Beseitigen Sie das alles. Verabschieden Sie sich schließlich von Ihren Lieben.
Wie Sie sich zurechtfinden
Hier ein paar hilfreiche Vorschläge für Ihren Retreat:
1 Stellen Sie sicher, dass Sie genügend Kissen haben, damit Sie bequem sitzen, oder wählen Sie einen komfortablen Sessel.
2 Konzentrieren Sie sich auf Ihren Atem. Wussten Sie, dass es fast unmöglich ist, gleichzeitig auf Ihren Atem und Ihre Gedanken zu achten? Seit Jahrtausenden werden besondere Atemtechniken für die Meditation genutzt, um wachsam und präsent zu bleiben.
3 Lassen Sie Ihren Verstand außen vor. Stellen Sie sich vor, er ist wie ein kleines Kätzchen. Setzen Sie es in Ihrer Vorstellung in eine schöne kleine Schachtel mit Löchern, damit es atmen kann. Binden Sie die Schachtel mit einem roten Band zu und positionieren diese auf einer Fensterbank oder im Garten. Sagen Sie Ihrem Verstand: „Bitte mach eine Pause. Es ist gut für dich. Geh schlafen, ich bin gleich wieder da.“
4 Entspannen Sie sich, tiefer und tiefer. Wenn die Gedanken kommen, sagen Sie „Danke“ und „später“ und konzentrieren Sie sich dann wieder darauf, Ihren Atem zu beobachten und Ihren Körper zu entspannen.
5 Hören Sie auf die Stille zwischen Ihren Gedanken. Erweitern Sie die Stille. Beobachten Sie sie. Können Sie unterscheiden, wann Sie beobachten und atmen und wann Sie denken? Was wählen Sie? Nähern Sie sich der Stille geschickt, nicht kämpfend, sondern annehmend und weitergehend.

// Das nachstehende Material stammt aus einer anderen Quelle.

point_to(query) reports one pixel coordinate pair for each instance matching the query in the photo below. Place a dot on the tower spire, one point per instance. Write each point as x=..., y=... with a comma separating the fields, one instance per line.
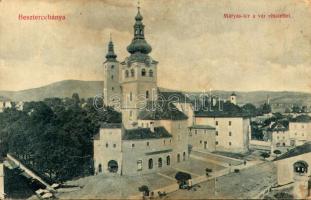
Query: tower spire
x=111, y=56
x=139, y=44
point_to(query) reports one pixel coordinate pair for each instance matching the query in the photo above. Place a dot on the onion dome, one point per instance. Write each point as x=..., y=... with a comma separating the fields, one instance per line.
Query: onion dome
x=233, y=94
x=139, y=44
x=111, y=56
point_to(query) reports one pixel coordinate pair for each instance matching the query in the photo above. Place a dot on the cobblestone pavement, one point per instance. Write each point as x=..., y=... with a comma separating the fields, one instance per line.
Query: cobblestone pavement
x=246, y=184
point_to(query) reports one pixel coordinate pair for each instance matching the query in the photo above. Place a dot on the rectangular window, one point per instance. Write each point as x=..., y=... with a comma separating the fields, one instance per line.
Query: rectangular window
x=139, y=165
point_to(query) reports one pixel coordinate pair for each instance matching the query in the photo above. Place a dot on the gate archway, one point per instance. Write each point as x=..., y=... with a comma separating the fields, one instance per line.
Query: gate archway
x=113, y=166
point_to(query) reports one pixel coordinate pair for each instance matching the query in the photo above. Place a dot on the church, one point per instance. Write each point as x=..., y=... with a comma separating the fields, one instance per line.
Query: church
x=158, y=128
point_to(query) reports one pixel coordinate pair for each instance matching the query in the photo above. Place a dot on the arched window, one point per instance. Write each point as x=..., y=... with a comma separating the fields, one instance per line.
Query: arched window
x=301, y=167
x=168, y=160
x=143, y=72
x=100, y=168
x=150, y=163
x=150, y=73
x=132, y=73
x=147, y=94
x=160, y=162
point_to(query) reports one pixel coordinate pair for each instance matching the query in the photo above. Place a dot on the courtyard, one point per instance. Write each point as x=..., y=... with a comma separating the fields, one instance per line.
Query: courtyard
x=116, y=187
x=246, y=184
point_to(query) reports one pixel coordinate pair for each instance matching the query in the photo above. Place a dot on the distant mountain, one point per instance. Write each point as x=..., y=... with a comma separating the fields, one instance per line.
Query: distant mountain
x=260, y=97
x=87, y=89
x=61, y=89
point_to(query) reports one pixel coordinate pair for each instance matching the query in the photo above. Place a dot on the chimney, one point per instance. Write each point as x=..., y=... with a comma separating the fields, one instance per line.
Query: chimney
x=152, y=127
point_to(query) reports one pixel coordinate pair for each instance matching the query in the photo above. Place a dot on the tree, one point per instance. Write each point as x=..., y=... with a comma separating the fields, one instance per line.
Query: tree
x=250, y=109
x=76, y=98
x=296, y=109
x=265, y=108
x=144, y=189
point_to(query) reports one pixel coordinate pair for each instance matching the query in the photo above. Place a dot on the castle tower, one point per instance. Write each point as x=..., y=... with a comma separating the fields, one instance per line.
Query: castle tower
x=233, y=98
x=138, y=76
x=301, y=180
x=112, y=89
x=2, y=194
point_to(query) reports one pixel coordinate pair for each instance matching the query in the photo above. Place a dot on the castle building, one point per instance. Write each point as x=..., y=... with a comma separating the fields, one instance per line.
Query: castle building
x=2, y=193
x=293, y=169
x=300, y=130
x=158, y=128
x=233, y=98
x=153, y=134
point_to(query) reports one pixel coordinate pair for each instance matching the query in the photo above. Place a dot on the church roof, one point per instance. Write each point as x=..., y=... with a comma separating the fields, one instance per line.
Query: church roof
x=146, y=133
x=299, y=150
x=111, y=125
x=195, y=126
x=161, y=110
x=175, y=96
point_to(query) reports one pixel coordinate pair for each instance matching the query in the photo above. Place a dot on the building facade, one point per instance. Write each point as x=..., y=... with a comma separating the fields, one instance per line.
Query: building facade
x=2, y=193
x=293, y=168
x=231, y=132
x=300, y=130
x=153, y=134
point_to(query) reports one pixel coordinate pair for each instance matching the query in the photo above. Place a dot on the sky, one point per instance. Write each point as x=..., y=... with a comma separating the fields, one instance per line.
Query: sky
x=196, y=47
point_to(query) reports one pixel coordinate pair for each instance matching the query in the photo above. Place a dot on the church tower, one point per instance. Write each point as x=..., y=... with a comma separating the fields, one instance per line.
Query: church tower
x=138, y=76
x=112, y=89
x=233, y=98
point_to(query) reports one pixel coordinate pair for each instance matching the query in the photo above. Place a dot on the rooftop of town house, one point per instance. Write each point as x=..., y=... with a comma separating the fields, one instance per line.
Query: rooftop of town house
x=195, y=126
x=299, y=150
x=221, y=109
x=146, y=133
x=161, y=110
x=278, y=126
x=302, y=119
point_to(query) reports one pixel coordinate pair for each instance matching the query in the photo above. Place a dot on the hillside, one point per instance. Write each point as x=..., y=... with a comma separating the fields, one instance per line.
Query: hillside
x=59, y=89
x=87, y=89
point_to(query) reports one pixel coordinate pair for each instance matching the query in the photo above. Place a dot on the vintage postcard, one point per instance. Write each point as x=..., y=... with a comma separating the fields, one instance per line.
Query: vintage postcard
x=144, y=99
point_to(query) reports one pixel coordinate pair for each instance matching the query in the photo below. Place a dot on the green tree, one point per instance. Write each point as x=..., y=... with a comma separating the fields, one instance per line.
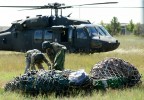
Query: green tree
x=130, y=26
x=138, y=29
x=115, y=26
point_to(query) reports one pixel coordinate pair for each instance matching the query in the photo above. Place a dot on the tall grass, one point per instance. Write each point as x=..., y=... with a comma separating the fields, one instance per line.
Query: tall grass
x=131, y=49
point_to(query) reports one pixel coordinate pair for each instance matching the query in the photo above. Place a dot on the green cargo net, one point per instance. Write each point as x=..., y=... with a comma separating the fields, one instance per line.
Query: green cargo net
x=114, y=73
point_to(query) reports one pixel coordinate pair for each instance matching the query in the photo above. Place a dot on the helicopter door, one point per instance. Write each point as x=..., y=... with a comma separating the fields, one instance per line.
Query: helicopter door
x=38, y=39
x=64, y=35
x=82, y=40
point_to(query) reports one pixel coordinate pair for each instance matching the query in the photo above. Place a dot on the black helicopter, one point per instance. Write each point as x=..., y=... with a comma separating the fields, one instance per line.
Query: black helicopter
x=76, y=35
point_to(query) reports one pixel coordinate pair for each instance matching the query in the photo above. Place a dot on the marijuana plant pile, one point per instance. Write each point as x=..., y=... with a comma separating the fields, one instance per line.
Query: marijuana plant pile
x=109, y=73
x=114, y=73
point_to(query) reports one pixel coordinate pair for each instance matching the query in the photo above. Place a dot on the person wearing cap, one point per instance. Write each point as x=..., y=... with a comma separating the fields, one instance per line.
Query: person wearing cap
x=35, y=57
x=56, y=54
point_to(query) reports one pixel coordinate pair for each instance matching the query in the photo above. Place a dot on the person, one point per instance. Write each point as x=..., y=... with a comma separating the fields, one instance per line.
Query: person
x=35, y=57
x=56, y=54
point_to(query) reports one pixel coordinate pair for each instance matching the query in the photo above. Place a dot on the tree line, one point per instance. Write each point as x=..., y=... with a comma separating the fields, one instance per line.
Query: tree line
x=115, y=27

6 Atmen Sie langsam und sanft ein und visualisieren Sie, dass Sie Prana, Lebensenergie, in sich aufnehmen. Wie fühlt sich diese Energie in Ihnen an? Hat sie eine Farbe? Ist sie ein Geräusch? Erlauben Sie dem Prana, Ihren ganzen Körper auszufüllen.
7 Atmen Sie ein und halten dann den Atem für einige Sekunden an. Spüren Sie, dass Sie in die Ewigkeit eintreten. Sie sind jetzt jenseits des Lebens, gehen über den Tod hinaus, keine Vergangenheit, keine Zukunft. Nur dieses unaufdringliche JETZT. Überschreiten Sie die Grenzen des Tuns und Denkens, während Sie sich zwischen dem eingehenden und dem ausgehenden Atem entspannen.